Pops wrote:I'm gonna say that many of the participants in the housing bubble were logically aware that something was afoot but emotions overrode their logic. Not everyone of course, lots of folks, all up and down the line made good decisions, based on historic norms. But of the folks who knew themselves to be outliers from the historic trend, I'm gonna say many simply went with the herd.
From the farm worker who got a million dollar mortgage to the traders who actually believed they were buying up AAA rated bond on loans all but designed to fail.
But I'm not surprised you disagree, LoL, I predicted it!
;^)
americandream wrote:I think its hardly a good argument to suggest that folks walked into banks blithly unaware of their paying ability.
Pops wrote:I disagree with AD on the idea people are rational.

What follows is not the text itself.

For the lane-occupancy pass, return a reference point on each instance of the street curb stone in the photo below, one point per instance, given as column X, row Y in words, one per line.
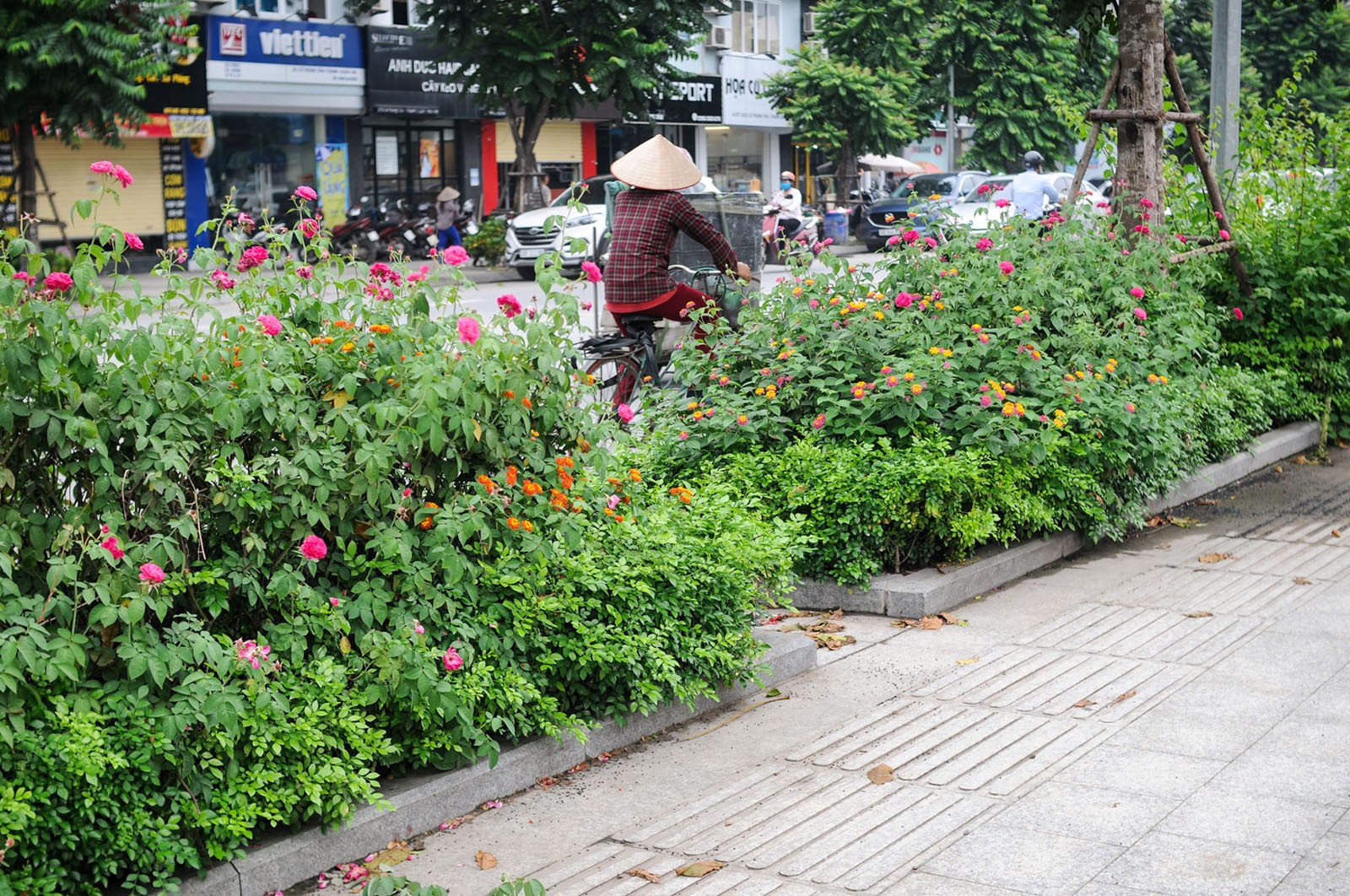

The part of the whole premise I disagree with in the thread, and over many threads along the same line is:
"Capitalism is bad and the root of all evil and all the bad capitalists should stop being so greedy and if everyone else would just put all their worldly possessions in the recycling toter and share out their bank accounts we'd never want another thing we would all get along and the world would be a wonderful green temple of Gaia...
...
you first."
Timo wrote:AD, you seem to be the communal punching bag on this thread of late. Sorry about that. I don't get the sense that anyone fundamentally disagrees with what you're implying, but then again, i'm not Pops. My point is all about the time necessary to accomplish what we both agree is ncessary to change course. Given unlimited time, sure, common sense and reason might end up winning the day. On the other hand, look at the history of Christianity. Over the past 2000+ years, sure, it has affected billions of peoples lives, and provided guidance to every Christian according to the dictates of some deity. However, how many Christian denominations are there today? How many new denominations spring up every day, just to get the tax breaks on property and income? How many denominations disagree with the others regarding what the Word of God actually is? Ditto for the factions of Islam. Over the thousands of years since the creation of organized religion, there is still zero global concensus about anything. We still have wars over seemingly petty ideologies, killing tens of thousands of people every year. People will believe what they want to believe. End of story. Spending any amount of time trying to convince everyone on earth that the world is going to end if they don't change their ways will have the same effect as telling them they're going to Hell if they don't change their ways. There is no practical difference. Actually, faith has more power over peoples emotions than science.
Go Pope Francis!
Pops wrote:americandream wrote:I think its hardly a good argument to suggest that folks walked into banks blithly unaware of their paying ability.
no, no, my argument is they chose to believe in spite of what they knew logically. From the lowliest "no qualifying" ARM borrower to the guy at AIG insuring all those trances and every broker, appraiser and loan officer in between.
But yeah, any time there is investment there will be over investment, the problem we are encountering, which onlooker didn't mention but which is the problem with central banking at the moment, is the lever pullers think they have complete control and can avoid the deflation necessary to purge the nastiness of over investment without their constituents, the investors, getting hurt.
In my opinion.
americandream wrote:Capitalism as with all systems is a function of objective forces so in essence, its something of a conundrum as far as normative notions go.